Clinical characteristics of the reanalysis cohort

The first 48 inpatient children with suspected genetic disorders who received negative WGS reports after manual analysis between July 2016 and April 2017 were selected for partially automated reanalysis, using the original VCF files generated for analysis. The average patient age at enrollment was 4.8 months (range 3 days to 18 years or 0.1 to 238 months; Table 1) and the average time between enrollment and reanalysis was 19 months (range: 16–23 months). There was an equal sex distribution (Table 1). 50% of patients were of Hispanic/Latino descent and 29% were Caucasian, with the remainder of patients identifying as Asian/Pacific Islander, African or African-American, and Other/unknown (Table 1).

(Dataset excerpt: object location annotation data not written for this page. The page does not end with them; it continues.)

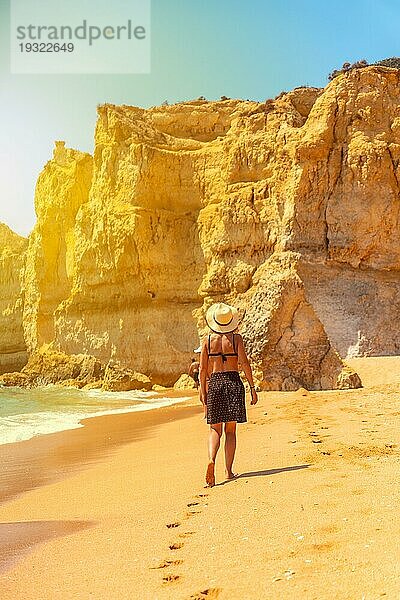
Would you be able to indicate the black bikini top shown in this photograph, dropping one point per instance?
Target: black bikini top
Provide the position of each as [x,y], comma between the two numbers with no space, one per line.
[223,354]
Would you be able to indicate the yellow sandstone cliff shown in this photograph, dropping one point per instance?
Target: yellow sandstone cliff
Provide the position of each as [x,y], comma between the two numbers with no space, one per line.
[288,209]
[13,354]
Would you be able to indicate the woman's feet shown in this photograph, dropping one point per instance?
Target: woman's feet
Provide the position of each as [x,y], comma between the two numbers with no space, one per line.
[210,476]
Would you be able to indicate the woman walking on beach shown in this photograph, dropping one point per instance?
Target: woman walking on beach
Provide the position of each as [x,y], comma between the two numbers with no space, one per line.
[224,398]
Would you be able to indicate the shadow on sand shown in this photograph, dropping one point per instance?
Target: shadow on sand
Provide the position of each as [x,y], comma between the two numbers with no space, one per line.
[262,473]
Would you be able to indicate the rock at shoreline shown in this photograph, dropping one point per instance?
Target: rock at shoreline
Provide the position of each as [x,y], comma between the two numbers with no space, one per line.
[46,366]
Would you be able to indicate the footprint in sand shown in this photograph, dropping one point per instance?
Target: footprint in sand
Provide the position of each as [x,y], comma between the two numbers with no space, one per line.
[186,533]
[208,594]
[171,578]
[175,546]
[167,563]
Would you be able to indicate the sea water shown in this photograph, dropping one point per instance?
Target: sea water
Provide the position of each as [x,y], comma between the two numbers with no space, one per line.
[25,413]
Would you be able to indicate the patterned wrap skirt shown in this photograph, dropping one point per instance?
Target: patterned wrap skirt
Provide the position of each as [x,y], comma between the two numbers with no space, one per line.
[226,398]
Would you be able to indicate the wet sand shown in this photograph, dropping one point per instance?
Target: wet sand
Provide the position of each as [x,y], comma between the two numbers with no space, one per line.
[117,509]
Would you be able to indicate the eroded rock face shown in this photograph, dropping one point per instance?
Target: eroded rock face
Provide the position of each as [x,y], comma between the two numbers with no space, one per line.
[13,353]
[287,208]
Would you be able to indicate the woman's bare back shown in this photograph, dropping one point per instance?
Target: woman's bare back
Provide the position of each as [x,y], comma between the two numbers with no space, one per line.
[220,345]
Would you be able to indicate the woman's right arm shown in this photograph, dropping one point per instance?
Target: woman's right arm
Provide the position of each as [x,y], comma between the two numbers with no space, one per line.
[244,361]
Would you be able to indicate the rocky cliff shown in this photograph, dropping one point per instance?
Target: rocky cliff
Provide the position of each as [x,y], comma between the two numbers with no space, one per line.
[13,353]
[288,209]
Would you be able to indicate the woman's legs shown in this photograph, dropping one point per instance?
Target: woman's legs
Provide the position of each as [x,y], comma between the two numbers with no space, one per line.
[230,446]
[214,439]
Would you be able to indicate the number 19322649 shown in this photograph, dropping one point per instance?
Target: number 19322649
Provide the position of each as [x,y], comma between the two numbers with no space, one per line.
[45,47]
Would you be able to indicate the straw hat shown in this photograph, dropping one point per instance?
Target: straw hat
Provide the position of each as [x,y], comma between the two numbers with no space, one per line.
[222,318]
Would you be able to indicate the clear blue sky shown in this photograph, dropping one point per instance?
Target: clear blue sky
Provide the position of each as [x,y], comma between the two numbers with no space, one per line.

The high percentage of Hispanic/Latino patients is consistent with the population characteristics of San Diego County. Disease phenotypes were highly diverse. The most common primary presentations at admission were neurological (27%), multiple congenital anomalies (25%), hepatic (13%), and hematological (10%) (Table 1).

Table 1 Demographic and clinical characteristics of the reanalysis cohort.

Reanalysis pipeline and resulting diagnoses

The reanalysis pipeline incorporated automated re-phenotyping of patients at the time of reanalysis by CliX ENRICH and automated prioritization of a shortlist of variants by Moon based on imputed pathogenicity of all variants and rank ordering of genetic diseases associated with those variants based on similarity to the patient’s phenotype10 (Fig. 1, Supplementary Table 1). A major goal of automated shortlist generation within this reanalysis pipeline was to provide an easily interpretable dataset, reducing the need for expert time to be spent on reanalysis. The reanalysis variant shortlist contained a median of 11 variants (range: 5–29 variants), whereas this laboratory’s manual analysis/reanalysis pipeline contained a median of 121 variants (range: 91–168 variants) to review (Fig. 1). This represents a reduction of 90% of variants per case (range: 74–96%).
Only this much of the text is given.